In the first part of the workshop, the focus lied on connecting with oneself and one’s body, to try out what feels good for oneself and to leave every image of how one should move, or should be, aside. Before participants were coming into physical contact with each other, it was practiced how to communicate a ‘no’ when someone does not feel like dancing together or moving at all. Since in society a ‘no’ often does not count or has to be explained or excused, it sometimes is difficult to go through with one’s refusal. This exercise of refusal/consent therefore represented a valuable complementation to the workshop experience for the whole group.
In the second part of the workshop, inspired by “Parcon”, participants moved outside of the dance room and into public space. It was aimed at exploring how being surrounded by other people shapes one’s movement and comfort, how one can connect to the environment in alternative, non-normative ways. It was reflected upon how certain movements have become habits even though they might not feel comfortable or have not been consciously chosen by oneself. It was strived to find movements and locations in space that speak to oneself and to detect what feels good or not, where and why.

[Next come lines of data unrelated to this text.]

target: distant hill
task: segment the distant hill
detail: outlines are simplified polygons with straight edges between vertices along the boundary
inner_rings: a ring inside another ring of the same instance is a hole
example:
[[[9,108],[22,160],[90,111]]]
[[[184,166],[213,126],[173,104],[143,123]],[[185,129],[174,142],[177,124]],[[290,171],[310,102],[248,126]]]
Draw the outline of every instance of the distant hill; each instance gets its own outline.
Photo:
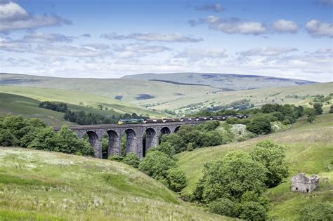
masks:
[[[315,83],[273,76],[213,73],[141,74],[126,75],[122,79],[159,81],[175,84],[206,85],[223,88],[224,91],[278,88]]]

What accompanied many of the participants during the workshop was the question of how efficient the socio-political shifts are that dance can bring about. To move ‘freely’ and to reflect on behavior in social spaces is a possibility that not everyone gets. The dance workshop was an attempt to open this space for everyone but in reality did not manage to do so. This was reflected in the group of participants who were all defined by certain physical functionalities, class, gender and race notions. Nevertheless, “Contact Improvisation” and “Parcon” carry high potential for widening norms of movement, creating emancipatory spaces and opening up an understanding about oneself in relation to the outside world.